Le problème, c’est que Monique identifiait 10 fois moins de sources que les autres documentalistes. Je suis donc allé lui parler, et lui demander ce qui n’allait pas. Elle m’a expliqué qu’elle ne se sentait pas bien, et qu’elle voulait quitter la boite.
Elle était en CDD, je savais qu’il est difficile de rompre un CDD, que le salarié le souhaite ou non. Je lui ai donc proposé de continuer jusqu’à la fin de son contrat, de faire de son mieux pour effectuer sa mission, et de prendre du temps chaque jour pour chercher un job. Je lui ai indiqué que si elle avait un entretien à passer, il lui suffirait de me prévenir. Bref, j’ai été plutôt sympa. Et en même temps j’étais plutôt content à l’idée de remplacer Monique.

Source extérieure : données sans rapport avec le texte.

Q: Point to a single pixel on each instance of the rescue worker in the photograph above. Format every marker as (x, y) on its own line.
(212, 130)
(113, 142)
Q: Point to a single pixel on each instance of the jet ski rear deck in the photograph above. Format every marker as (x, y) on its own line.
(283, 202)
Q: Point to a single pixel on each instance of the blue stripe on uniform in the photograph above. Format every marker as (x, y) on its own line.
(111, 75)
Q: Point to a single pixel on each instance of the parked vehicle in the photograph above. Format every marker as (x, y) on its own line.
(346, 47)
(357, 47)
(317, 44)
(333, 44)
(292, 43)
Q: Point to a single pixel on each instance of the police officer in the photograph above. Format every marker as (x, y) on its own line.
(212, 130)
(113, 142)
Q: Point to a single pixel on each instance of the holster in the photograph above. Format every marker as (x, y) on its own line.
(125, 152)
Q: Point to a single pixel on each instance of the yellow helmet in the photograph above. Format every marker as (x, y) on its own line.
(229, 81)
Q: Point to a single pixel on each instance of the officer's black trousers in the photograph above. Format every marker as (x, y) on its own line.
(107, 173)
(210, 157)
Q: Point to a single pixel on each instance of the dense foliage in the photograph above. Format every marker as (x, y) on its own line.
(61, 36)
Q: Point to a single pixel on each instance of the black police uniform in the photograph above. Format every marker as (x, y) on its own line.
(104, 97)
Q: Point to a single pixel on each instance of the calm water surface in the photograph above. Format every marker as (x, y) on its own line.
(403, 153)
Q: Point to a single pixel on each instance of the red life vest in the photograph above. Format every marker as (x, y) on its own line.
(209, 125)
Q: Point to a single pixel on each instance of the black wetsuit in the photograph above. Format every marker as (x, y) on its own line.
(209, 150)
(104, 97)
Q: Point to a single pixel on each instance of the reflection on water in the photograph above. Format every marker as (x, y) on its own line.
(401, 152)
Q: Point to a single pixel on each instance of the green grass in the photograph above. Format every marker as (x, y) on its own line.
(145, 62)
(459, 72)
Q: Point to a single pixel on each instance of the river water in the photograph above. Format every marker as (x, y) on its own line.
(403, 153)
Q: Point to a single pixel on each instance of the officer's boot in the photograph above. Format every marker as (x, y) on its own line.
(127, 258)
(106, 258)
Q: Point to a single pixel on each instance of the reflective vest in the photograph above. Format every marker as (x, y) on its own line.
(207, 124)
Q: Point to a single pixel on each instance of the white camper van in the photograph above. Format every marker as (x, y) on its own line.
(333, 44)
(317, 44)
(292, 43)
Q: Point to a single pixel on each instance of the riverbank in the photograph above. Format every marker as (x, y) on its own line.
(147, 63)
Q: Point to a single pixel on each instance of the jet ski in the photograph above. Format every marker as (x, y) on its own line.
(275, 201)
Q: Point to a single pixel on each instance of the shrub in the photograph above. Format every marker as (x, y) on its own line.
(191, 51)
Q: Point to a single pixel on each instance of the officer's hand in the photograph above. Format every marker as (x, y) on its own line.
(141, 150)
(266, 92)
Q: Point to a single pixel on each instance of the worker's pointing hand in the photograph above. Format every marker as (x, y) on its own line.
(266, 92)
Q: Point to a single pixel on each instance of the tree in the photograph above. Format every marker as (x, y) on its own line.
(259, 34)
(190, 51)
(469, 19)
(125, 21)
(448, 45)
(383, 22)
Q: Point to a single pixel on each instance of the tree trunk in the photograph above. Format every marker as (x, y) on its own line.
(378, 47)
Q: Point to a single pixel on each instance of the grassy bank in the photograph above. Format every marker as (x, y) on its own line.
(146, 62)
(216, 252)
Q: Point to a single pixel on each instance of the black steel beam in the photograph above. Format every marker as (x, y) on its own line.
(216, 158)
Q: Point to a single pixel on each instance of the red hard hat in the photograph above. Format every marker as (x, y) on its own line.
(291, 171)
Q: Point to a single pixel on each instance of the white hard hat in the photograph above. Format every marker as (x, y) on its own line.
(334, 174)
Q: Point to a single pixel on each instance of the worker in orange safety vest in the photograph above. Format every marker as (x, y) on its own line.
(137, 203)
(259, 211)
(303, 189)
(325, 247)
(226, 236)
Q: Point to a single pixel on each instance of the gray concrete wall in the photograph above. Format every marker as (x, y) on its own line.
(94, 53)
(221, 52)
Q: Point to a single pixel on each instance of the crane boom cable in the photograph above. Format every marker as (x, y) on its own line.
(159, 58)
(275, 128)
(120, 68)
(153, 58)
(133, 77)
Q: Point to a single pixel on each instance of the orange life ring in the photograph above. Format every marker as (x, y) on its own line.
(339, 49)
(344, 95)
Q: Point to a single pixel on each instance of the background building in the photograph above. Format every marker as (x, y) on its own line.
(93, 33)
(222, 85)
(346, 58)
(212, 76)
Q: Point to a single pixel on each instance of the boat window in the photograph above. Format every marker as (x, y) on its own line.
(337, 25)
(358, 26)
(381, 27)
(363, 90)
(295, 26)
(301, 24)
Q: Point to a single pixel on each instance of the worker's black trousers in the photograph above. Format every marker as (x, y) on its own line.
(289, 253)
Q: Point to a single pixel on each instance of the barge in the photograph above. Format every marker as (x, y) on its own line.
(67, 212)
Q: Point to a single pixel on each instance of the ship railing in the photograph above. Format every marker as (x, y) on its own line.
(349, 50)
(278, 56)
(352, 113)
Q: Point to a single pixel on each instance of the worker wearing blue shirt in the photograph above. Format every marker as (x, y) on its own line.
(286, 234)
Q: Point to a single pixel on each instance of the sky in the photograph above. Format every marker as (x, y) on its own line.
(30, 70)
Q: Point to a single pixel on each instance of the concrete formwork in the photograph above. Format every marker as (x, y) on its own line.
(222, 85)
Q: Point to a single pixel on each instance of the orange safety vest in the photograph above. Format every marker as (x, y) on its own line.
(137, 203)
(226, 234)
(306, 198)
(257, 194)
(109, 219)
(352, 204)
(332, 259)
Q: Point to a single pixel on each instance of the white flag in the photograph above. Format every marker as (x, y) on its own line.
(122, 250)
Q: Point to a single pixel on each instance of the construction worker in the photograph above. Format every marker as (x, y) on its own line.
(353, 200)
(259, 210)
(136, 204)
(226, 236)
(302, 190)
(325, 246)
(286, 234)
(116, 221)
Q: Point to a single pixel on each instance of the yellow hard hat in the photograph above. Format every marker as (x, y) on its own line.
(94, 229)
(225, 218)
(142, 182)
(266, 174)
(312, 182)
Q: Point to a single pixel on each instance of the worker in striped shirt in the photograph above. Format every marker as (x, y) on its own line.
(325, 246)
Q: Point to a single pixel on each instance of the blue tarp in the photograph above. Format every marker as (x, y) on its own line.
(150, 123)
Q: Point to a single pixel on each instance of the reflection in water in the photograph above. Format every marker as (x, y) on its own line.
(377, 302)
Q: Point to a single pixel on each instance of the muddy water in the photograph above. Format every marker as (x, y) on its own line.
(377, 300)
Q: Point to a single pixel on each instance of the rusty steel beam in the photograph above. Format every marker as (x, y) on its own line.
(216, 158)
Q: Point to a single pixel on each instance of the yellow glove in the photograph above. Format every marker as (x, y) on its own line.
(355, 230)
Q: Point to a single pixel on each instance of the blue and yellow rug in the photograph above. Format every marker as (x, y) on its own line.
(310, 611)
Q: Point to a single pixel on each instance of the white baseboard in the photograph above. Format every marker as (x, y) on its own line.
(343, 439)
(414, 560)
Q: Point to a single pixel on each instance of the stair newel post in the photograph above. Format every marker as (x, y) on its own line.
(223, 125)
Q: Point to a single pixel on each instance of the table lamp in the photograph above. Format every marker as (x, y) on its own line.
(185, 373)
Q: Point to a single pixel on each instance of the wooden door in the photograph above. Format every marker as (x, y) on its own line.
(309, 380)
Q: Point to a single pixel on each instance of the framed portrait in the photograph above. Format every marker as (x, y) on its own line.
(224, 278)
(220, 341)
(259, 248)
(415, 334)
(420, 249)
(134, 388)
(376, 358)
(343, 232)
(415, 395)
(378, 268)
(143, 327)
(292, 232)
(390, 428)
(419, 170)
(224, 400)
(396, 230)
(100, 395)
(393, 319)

Le soir, passant sur le site de l’INA, je suis allé regarder les petites annonces, et j’en ai envoyé deux ou trois à Monique, qui correspondaient à sa recherche. Sympa, non ? Eh ben non : ça c’est du harcèlement.
Quelques jours plus tard, Monique a demandé à aller en Italie passer un entretien pour l’un des postes dont je lui avais transmis l’annonce, je lui ai donné ses deux jours. Sympa non ? Eh ben non : c’est du harcèlement.
Enfin, c’est ce que Monique a prétendu. Quelques jours plus tard elle s’est présentée à l’entreprise avec un mot du médecin certifiant qu’elle était stressée par le travail et harcelée. Elle avait d’ailleurs des boutons partout dans le cou, qui prouvaient son état de stress. Elle est reparti en arrêt de travail, et l’inspection du travail s’est intéressée à son cas.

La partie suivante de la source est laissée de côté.